A extinção da punibilidade pelo pagamento do tributo nos delitos contra a ordem tributária

             A pena é a consequência natural do exercício do ius puniendi do Estado em face da prática de uma conduta típica, antijurídica e culpável. Contudo, diante de certas situações previstas na legislação, o Estado pode abrir mão ou ficar impedido de exercer seu poder de punir, mesmo que reste perfeitamente configurada a infração penal. A cada uma dessas situações dá-se o nome de causa extintiva da punibilidade [1].
No âmbito do direito penal tributário, além das hipóteses usuais de extinção da punibilidade (art. 107 do CP), existe uma que tem causado muita polêmica na doutrina e jurisprudência: a extinção da punibilidade pelo pagamento do tributo nos delitos contra a ordem tributária.
             Uma das razões para a divergência é a indefinição do legislador quanto à utilização de mecanismos típicos de direito penal no combate aos ilícitos tributários, ora inclinando-se para uma maior incidência de institutos penalizadores, ora dando maior relevo à repercussão meramente econômica desses ilícitos.

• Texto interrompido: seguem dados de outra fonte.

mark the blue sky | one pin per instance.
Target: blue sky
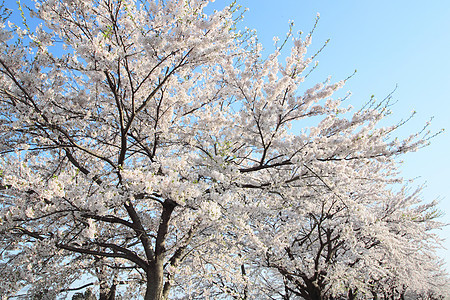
(390, 43)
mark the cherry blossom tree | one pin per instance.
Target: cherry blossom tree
(150, 148)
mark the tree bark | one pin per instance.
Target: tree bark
(155, 281)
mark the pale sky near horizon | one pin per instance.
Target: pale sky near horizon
(391, 43)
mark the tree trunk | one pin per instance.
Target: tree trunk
(155, 281)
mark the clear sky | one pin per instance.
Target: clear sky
(401, 42)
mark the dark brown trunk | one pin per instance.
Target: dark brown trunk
(155, 282)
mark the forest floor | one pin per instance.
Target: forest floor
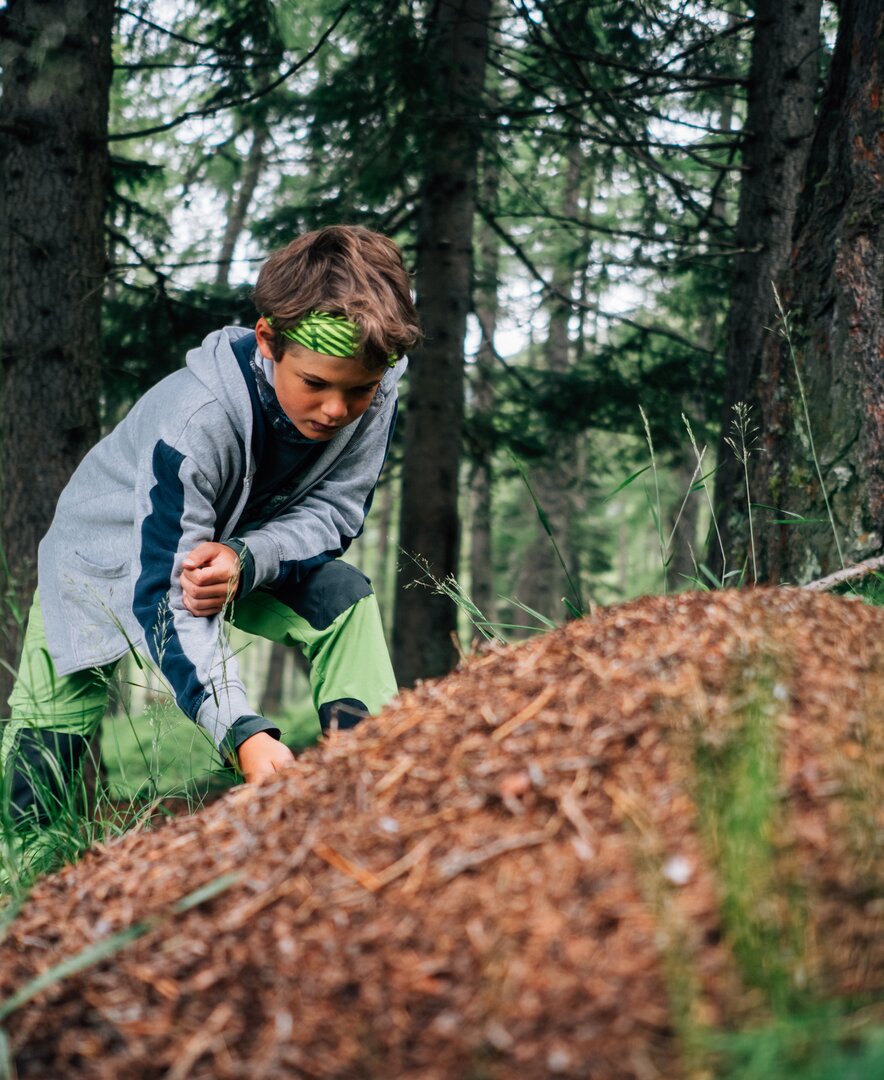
(609, 852)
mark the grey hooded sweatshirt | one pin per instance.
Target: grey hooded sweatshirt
(174, 473)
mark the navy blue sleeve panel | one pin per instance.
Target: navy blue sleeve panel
(161, 534)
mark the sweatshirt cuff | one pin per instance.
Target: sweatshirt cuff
(244, 728)
(246, 582)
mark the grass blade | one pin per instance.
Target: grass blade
(100, 950)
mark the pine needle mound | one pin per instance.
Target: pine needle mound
(570, 858)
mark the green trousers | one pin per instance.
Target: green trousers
(331, 617)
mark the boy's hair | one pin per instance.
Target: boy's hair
(344, 270)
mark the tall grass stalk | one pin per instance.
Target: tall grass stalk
(742, 442)
(786, 333)
(699, 454)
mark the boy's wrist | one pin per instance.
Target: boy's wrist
(246, 578)
(244, 728)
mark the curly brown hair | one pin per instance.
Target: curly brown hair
(345, 270)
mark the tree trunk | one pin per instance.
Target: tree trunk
(239, 202)
(53, 187)
(434, 422)
(779, 121)
(833, 292)
(542, 581)
(481, 577)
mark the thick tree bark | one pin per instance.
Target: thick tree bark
(434, 422)
(777, 134)
(833, 292)
(54, 173)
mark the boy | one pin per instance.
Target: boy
(228, 490)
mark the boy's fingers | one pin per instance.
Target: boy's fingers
(202, 553)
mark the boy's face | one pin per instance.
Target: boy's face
(320, 394)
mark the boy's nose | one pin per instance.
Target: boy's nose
(335, 407)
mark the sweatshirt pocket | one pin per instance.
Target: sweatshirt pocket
(96, 570)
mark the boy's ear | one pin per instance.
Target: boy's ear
(264, 336)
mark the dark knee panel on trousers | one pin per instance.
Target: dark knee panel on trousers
(325, 593)
(44, 765)
(342, 715)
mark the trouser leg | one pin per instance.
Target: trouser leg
(53, 717)
(332, 617)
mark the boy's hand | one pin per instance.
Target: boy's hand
(208, 578)
(261, 755)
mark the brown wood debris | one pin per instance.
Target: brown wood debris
(514, 873)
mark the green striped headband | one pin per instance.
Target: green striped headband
(324, 333)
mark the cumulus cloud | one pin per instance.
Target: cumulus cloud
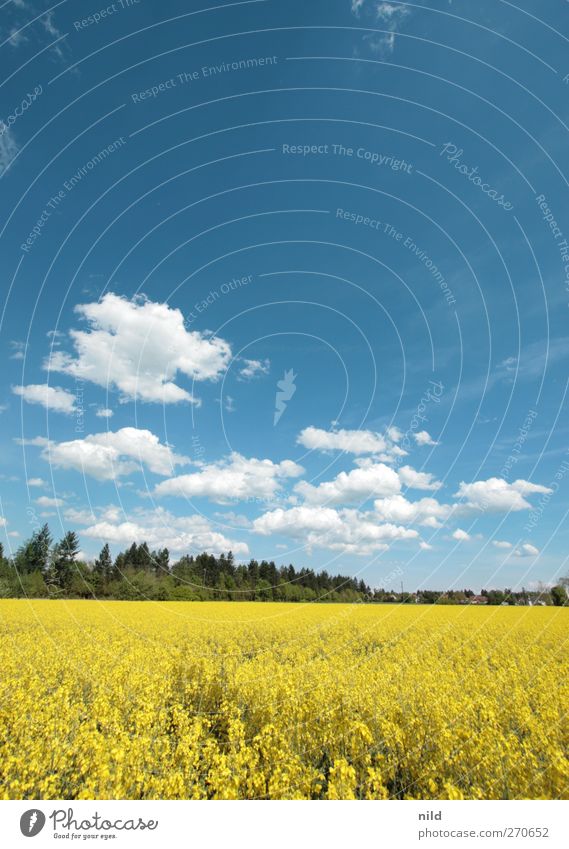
(418, 480)
(111, 455)
(424, 438)
(426, 511)
(352, 487)
(161, 529)
(233, 478)
(139, 347)
(254, 368)
(352, 442)
(526, 550)
(51, 397)
(8, 148)
(497, 495)
(389, 17)
(346, 531)
(45, 501)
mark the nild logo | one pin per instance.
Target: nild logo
(32, 822)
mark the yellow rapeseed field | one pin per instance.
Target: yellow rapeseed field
(242, 700)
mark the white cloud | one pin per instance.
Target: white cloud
(161, 529)
(498, 495)
(235, 477)
(526, 550)
(390, 11)
(111, 455)
(426, 511)
(424, 438)
(418, 480)
(139, 347)
(229, 404)
(51, 397)
(44, 501)
(18, 349)
(8, 148)
(254, 368)
(351, 441)
(79, 517)
(346, 531)
(17, 37)
(352, 487)
(389, 16)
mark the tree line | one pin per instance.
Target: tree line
(42, 568)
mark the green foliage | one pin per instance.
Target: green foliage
(559, 596)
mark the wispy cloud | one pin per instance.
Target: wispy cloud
(8, 148)
(388, 17)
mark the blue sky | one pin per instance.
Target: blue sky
(289, 279)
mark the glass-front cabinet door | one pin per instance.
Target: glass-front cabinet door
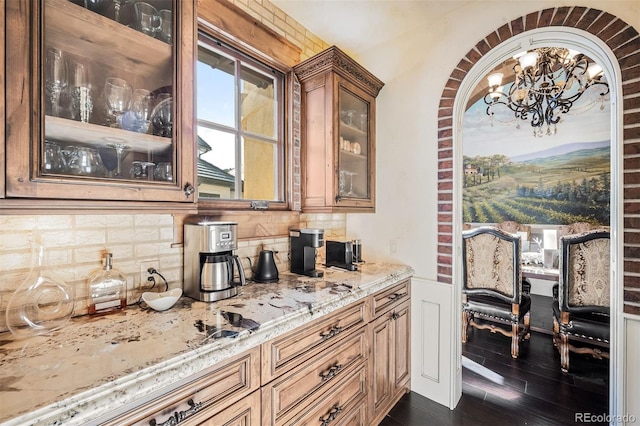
(354, 147)
(338, 98)
(108, 107)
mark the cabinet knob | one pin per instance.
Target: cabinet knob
(331, 415)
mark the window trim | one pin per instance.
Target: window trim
(214, 36)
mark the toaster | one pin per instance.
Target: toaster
(340, 254)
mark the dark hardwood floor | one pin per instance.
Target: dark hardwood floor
(533, 390)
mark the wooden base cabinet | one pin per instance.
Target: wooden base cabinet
(348, 368)
(227, 394)
(390, 352)
(338, 133)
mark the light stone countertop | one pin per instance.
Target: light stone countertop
(95, 366)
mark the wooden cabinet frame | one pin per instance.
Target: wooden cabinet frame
(322, 79)
(25, 125)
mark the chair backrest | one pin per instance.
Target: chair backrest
(584, 272)
(491, 263)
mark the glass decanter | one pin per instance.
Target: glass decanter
(107, 289)
(42, 303)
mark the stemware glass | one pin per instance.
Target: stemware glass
(351, 174)
(120, 149)
(117, 94)
(55, 78)
(141, 107)
(81, 98)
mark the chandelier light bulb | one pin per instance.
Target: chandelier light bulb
(545, 84)
(528, 60)
(594, 71)
(495, 79)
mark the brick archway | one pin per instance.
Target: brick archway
(624, 42)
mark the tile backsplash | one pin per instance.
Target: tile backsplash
(74, 245)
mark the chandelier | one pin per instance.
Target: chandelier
(547, 82)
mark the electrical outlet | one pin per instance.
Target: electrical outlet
(393, 246)
(144, 270)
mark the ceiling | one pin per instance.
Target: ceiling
(358, 26)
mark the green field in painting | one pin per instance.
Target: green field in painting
(555, 190)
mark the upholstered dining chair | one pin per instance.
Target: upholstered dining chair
(581, 298)
(492, 296)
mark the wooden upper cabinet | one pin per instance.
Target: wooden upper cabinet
(338, 133)
(99, 107)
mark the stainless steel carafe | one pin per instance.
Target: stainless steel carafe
(211, 270)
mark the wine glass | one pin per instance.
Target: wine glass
(120, 148)
(351, 174)
(141, 107)
(81, 98)
(117, 94)
(56, 78)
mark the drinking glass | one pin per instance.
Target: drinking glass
(53, 158)
(120, 148)
(117, 94)
(161, 117)
(55, 78)
(81, 97)
(141, 106)
(148, 19)
(163, 171)
(166, 28)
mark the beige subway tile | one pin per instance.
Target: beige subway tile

             A discussão é assim resumida por Hugo de Brito Machado[2], que anota a dualidade de posições quanto à necessidade/utilidade da criminalização do ilícito tributário:
De um lado os que pretendem um direito penal desprovido de utilitarismo, sustentando que admitir a extinção da punibilidade pelo pagamento implica favorecer os mais abastados, que poderão livrar-se da sanção pagando o tributo cobrado. De outro, os que sustentam que a criminalização do ilícito tributário é, na verdade, desprovida de conteúdo ético, prestando-se mesmo como instrumento para compelir o contribuinte ao pagamento do tributo e que, por isto, deve ser premiado o que paga porque permite seja alcançado o objetivo a final buscado com a cominação da sanção penal.

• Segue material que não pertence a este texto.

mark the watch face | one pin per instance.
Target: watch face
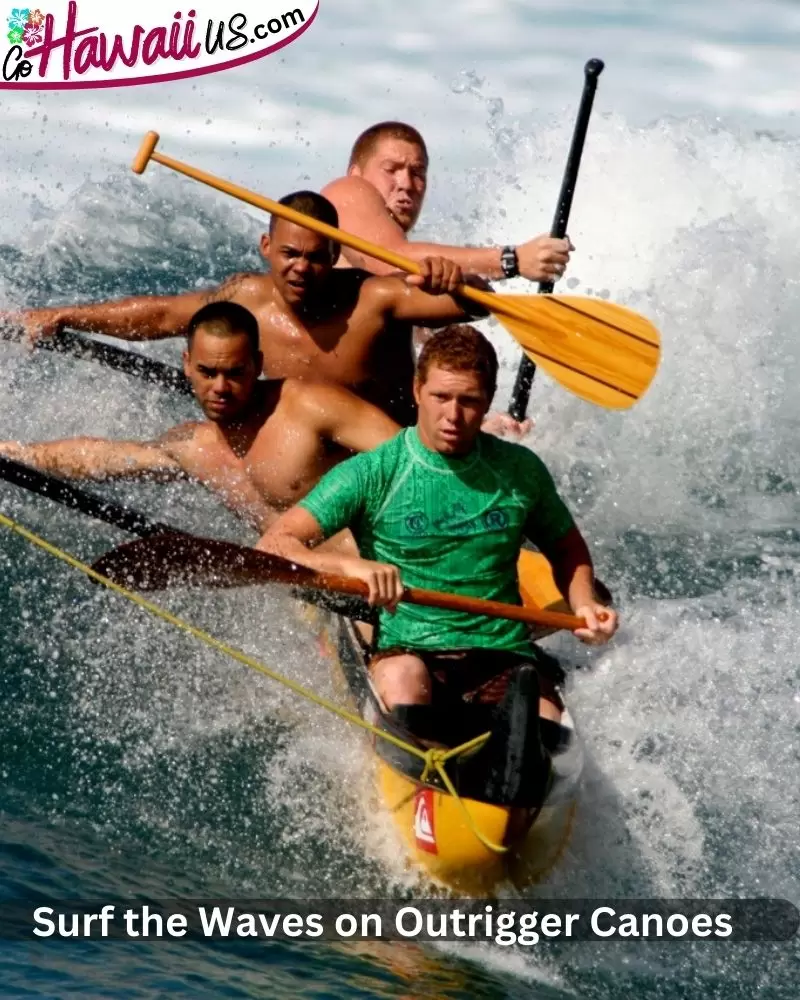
(509, 263)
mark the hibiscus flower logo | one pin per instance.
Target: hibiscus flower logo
(32, 34)
(25, 25)
(18, 19)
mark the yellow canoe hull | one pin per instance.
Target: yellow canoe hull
(438, 829)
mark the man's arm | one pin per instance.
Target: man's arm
(426, 299)
(294, 536)
(142, 317)
(362, 212)
(574, 576)
(97, 459)
(338, 415)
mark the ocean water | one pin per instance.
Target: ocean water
(135, 762)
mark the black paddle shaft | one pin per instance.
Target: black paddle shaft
(77, 499)
(128, 362)
(527, 369)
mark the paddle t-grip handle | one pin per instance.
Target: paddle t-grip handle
(145, 152)
(520, 394)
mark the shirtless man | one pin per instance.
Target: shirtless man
(380, 199)
(342, 326)
(263, 444)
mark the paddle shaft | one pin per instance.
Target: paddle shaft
(77, 499)
(521, 392)
(287, 572)
(488, 300)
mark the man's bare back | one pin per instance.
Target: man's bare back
(344, 326)
(272, 460)
(350, 341)
(264, 444)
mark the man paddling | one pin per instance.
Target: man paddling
(343, 326)
(262, 445)
(380, 199)
(446, 507)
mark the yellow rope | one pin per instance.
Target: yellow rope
(434, 759)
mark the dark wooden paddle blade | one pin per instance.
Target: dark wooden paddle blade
(176, 559)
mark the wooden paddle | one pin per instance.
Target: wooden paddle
(602, 352)
(179, 559)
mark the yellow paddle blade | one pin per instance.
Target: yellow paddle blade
(603, 352)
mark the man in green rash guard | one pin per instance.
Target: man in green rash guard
(443, 505)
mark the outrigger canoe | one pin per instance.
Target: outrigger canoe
(516, 795)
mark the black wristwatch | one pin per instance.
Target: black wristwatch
(509, 262)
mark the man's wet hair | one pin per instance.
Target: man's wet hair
(309, 203)
(315, 205)
(225, 319)
(365, 144)
(459, 348)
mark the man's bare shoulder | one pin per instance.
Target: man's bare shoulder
(306, 396)
(246, 286)
(347, 191)
(178, 438)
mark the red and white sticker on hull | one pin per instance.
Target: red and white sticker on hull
(424, 829)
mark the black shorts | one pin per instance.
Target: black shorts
(478, 675)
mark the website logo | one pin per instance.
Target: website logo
(91, 43)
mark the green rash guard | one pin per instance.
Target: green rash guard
(451, 524)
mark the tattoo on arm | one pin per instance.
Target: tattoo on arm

             A previsão do pagamento como causa extintiva da punibilidade foi trazida primeiramente pela Lei n. 4.729/65, que possibilitava a extinção da punibilidade sempre que o agente promovesse “o recolhimento do tributo devido, antes de ter início, na esfera administrativa, a ação fiscal própria” (art. 2º).
             Posteriormente, esse dispositivo foi revogado pela Lei n. 8.137/90, que definiu os crimes contra a ordem tributária. Essa lei, mais generosa que a anterior, possibilitava a extinção da punibilidade se o pagamento fosse feito em momento anterior ao recebimento da denúncia, conforme enuncia seu art. 14:
Art. 14. Extingue-se a punibilidade dos crimes definidos nos arts. 1° a 3° quando o agente promover o pagamento de tributo ou contribuição social, inclusive acessórios, antes do recebimento da denúncia.
             Exatamente um ano depois da promulgação da Lei n. 8.137/90, precisamente em 30 de dezembro de 1991, foi editada a Lei n. 8.383/91, revogando expressamente o art. 14 e extirpando do sistema a extinção da punibilidade pelo pagamento do tributo. Do ponto de vista garantista, de um direito penal de ultima ratio, a medida constituiu nítido retrocesso, demonstrando mais uma vez que a matéria é norteada mais por seus efeitos sobre as contas públicas do que pelo desvalor da conduta, de per si.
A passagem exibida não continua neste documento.